Restores automatic session creation and removes conditional skip paths.

• Always create a session in Controller.login (remove skipSession flag; session is now non-optional)
• Delete isRegisterSessionFlow and related imports; callers no longer pass skipSession
• In SessionProvider, accept full SessionRegistration from startapp query and store directly; drop manual merge and field validation
• Update Turnkey Auth0 redirect check to compare windowUri.pathname against "/session" directly

^{Written by Cursor Bugbot for commit 05129f2. This will update automatically on new commits. Configure here.}

[vercel]

The latest updates on your projects. Learn more about Vercel for GitHub.
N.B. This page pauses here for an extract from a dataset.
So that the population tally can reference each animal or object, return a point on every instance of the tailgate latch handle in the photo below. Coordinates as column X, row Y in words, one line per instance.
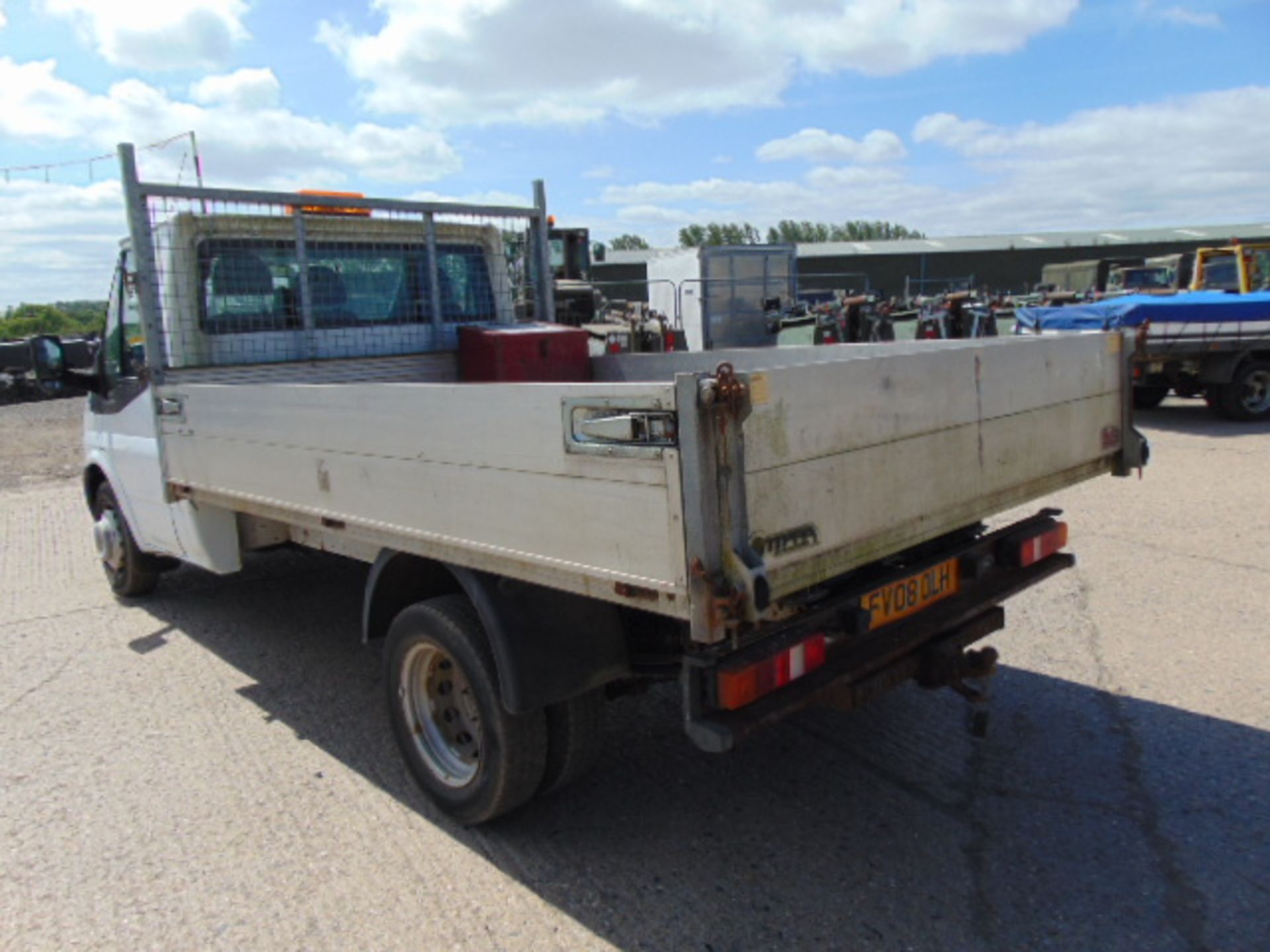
column 650, row 429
Project	Deployment	Review	Updated (UTC)
controller-example-next	Ready	Preview	Dec 23, 2025 5:34pm
keychain	Ready	Preview	Dec 23, 2025 5:34pm
keychain-storybook	Ready	Preview	Dec 23, 2025 5:34pm

[claude]

Claude finished @broody's task —— View job

---

Documentation Analysis for Session Management Revert

Analyzed the controller repository changes from this revert and checked if documentation updates are needed in the docs repository.

Todo List:

• Examine the changed files to understand the functional impact of the revert
• Check the docs-repo directory structure and existing documentation
• Identify if session-related documentation needs updates
• Update documentation files if necessary
• Provide summary of changes made

Analysis Summary:

The revert removed a conditional session creation feature that was added to avoid double-signing during session registration. The key changes:

What was reverted:

• skipSession parameter in Controller.login()
• Route detection logic (isRegisterSessionFlow)
• Complex session merge logic in SessionProvider
• The utils/routes.ts file with route constants

What is now restored:

• Sessions are now always created during login (non-optional)
• Simplified session handling - no conditional skip paths
• Direct session registration from startapp query parameters
• Simpler Turnkey redirect logic

Documentation Impact Assessment:

After reviewing the existing documentation in docs-repo/src/pages/controller/, the revert does NOT require documentation updates because:

1. User-facing behavior unchanged: The revert affects internal implementation details, not the public API or user experience
2. No API changes: No changes to Controller, SessionProvider, or connector interfaces that are documented
3. Session behavior remains the same: Users still create sessions the same way through policies
4. Examples still valid: All React, Svelte, and other integration examples remain accurate

The reverted changes were internal optimizations to reduce signature requirements - they didn't change how developers use sessions or configure policies.

Final Summary:

✅ No documentation updates needed - this revert only affects internal session creation logic without changing the public API or user-facing behavior. All existing documentation remains accurate and current.

---

[cursor]

Missing session fields cause undefined sessionKeyGuid after callback

The revert removes the merge logic that provided default values for guardianKeyGuid, metadataHash, and sessionKeyGuid when processing session data from URL callbacks. The callback response (SessionResponse type in keychain) only includes username, address, ownerGuid, expiresAt, and optional transactionHash—it does not include these three fields. Without the merge logic, sessionKeyGuid will be undefined (the SessionAccount constructor has fallbacks for guardianKeyGuid and metadataHash but not sessionKeyGuid). The removed validation block would have caught and cleared such incomplete sessions. This causes the SessionAccount to be created with an undefined sessionKeyGuid, likely causing WASM errors.